Capítulo 3 Capitulo três

Leticia Albuquerque.

Era por volta da meia-noite e o barulho da casa ao lado era tão alto que eu podia sentir minha cama tremendo. Levantei-me muito irritada. João não conseguia dormir, não sentia mais dor, nem reclamava. Quando saí de casa, ele resmungou alguma coisa, talvez para evitar o incômodo que eu causaria. Mas seus esforços foram em vão. Quando me percebi, já estava lá.

Quando voltei, ele ainda estava acordado e agora sentado na cama.

- Você está bem? – ele me perguntou interessado e demorei um pouco para responder à pergunta.

- Estou – respondi, mas sabia que tinha uma ruga de irritação na testa.

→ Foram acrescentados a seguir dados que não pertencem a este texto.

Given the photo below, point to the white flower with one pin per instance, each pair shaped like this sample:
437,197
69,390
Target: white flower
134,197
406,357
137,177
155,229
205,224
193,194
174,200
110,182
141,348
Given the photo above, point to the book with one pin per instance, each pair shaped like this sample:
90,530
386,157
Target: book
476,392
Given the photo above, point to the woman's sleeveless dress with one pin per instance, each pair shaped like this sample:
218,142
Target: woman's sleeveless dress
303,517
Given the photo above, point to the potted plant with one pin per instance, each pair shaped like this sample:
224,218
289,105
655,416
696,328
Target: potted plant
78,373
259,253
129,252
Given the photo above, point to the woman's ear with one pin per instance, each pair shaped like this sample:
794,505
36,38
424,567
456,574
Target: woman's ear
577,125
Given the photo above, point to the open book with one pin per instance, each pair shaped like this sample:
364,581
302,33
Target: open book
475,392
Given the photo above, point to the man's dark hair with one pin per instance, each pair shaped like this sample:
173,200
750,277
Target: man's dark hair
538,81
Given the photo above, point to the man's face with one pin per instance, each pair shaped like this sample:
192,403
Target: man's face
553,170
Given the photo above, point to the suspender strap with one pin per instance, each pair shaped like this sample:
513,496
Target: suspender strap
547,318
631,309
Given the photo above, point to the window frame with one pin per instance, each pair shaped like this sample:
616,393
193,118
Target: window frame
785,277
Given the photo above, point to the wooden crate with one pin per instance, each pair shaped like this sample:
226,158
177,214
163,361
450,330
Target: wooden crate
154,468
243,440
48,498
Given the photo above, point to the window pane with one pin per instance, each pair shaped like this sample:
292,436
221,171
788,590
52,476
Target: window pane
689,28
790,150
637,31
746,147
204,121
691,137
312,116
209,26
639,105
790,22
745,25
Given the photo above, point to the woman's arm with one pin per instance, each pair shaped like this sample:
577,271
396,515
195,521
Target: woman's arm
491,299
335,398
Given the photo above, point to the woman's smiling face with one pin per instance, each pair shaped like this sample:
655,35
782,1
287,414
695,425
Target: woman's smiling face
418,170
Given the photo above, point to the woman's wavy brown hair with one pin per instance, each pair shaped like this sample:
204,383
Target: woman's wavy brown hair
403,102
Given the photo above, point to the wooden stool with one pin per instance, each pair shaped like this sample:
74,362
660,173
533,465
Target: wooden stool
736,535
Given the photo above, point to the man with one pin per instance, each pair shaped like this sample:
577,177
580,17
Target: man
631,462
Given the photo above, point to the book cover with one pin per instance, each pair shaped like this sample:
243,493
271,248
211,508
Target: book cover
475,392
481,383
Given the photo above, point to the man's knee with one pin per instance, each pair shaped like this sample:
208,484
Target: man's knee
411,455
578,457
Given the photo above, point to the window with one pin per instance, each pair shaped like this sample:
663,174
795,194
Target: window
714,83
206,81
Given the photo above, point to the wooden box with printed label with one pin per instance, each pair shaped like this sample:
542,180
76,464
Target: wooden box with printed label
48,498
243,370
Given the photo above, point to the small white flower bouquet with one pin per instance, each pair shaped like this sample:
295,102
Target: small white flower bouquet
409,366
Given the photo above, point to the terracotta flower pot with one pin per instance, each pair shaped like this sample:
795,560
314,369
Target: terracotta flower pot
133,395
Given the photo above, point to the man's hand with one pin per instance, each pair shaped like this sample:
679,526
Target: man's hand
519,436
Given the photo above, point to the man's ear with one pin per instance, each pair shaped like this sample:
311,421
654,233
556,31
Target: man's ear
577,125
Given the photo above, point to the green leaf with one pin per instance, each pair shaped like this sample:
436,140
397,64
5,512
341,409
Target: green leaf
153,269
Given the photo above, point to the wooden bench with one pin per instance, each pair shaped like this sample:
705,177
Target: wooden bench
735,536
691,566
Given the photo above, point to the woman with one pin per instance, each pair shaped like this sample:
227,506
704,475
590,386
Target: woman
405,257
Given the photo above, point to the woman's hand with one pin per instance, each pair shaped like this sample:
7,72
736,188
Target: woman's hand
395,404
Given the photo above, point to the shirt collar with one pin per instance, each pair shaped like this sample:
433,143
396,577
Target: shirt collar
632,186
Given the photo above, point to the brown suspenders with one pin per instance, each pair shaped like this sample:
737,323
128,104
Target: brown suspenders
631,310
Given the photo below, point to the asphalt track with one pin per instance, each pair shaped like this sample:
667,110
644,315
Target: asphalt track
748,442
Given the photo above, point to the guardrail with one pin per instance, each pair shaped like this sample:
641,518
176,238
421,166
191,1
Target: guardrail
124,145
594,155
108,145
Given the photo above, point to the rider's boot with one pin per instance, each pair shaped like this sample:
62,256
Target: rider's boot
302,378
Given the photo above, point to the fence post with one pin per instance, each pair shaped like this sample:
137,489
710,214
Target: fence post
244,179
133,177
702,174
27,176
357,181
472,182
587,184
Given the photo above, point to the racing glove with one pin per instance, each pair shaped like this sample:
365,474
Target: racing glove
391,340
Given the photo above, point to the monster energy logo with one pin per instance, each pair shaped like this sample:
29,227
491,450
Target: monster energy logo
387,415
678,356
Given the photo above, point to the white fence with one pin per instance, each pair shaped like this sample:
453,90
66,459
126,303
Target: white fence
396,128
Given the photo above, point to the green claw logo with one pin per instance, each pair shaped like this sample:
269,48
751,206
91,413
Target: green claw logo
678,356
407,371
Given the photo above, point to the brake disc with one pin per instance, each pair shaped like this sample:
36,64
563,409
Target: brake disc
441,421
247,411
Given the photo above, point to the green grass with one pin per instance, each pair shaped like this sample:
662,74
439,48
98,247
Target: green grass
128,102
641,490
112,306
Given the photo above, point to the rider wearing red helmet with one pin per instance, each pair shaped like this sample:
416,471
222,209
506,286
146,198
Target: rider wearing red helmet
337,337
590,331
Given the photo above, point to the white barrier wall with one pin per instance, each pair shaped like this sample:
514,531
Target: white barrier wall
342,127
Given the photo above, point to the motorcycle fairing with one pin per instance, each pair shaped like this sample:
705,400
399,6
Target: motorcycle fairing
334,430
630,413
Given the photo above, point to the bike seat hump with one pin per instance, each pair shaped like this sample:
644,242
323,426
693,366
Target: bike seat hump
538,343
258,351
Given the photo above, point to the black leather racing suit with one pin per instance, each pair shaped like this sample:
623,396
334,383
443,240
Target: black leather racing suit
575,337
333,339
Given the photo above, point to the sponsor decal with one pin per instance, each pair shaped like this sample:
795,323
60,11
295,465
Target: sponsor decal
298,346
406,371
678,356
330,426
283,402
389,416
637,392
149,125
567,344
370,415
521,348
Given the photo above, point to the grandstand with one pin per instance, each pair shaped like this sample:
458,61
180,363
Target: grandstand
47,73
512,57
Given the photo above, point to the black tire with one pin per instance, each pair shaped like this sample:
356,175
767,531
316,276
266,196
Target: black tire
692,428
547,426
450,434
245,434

- Você não precisa ir lá toda vez que eles resolvem fazer uma festa - João tinha tanto cuidado para não incomodar os outros que deixou que outros tirassem a paz dele também - eles são bons vizinhos.

- Não há nada de bom em perturbar o condomínio inteiro – minha voz soou áspera – Ravi é tão preguiçoso e tem péssimas amizades.

- O que exatamente aconteceu lá fora?

João já era um senhor de mais de sessenta anos, e pela experiência e convivência me conhecia melhor do que ninguém. Houve silêncio entre sua pergunta e minha resposta, enquanto eu ainda estava tentando entender a confusão de sentimentos que tomaram conta de mim.

- Não há por que o senhor se preocupar – dei de ombros ao me lembrar daquele rapaz arrogante – espero nunca mais encontrar aquele homem na minha vida.

- De quem você está falando?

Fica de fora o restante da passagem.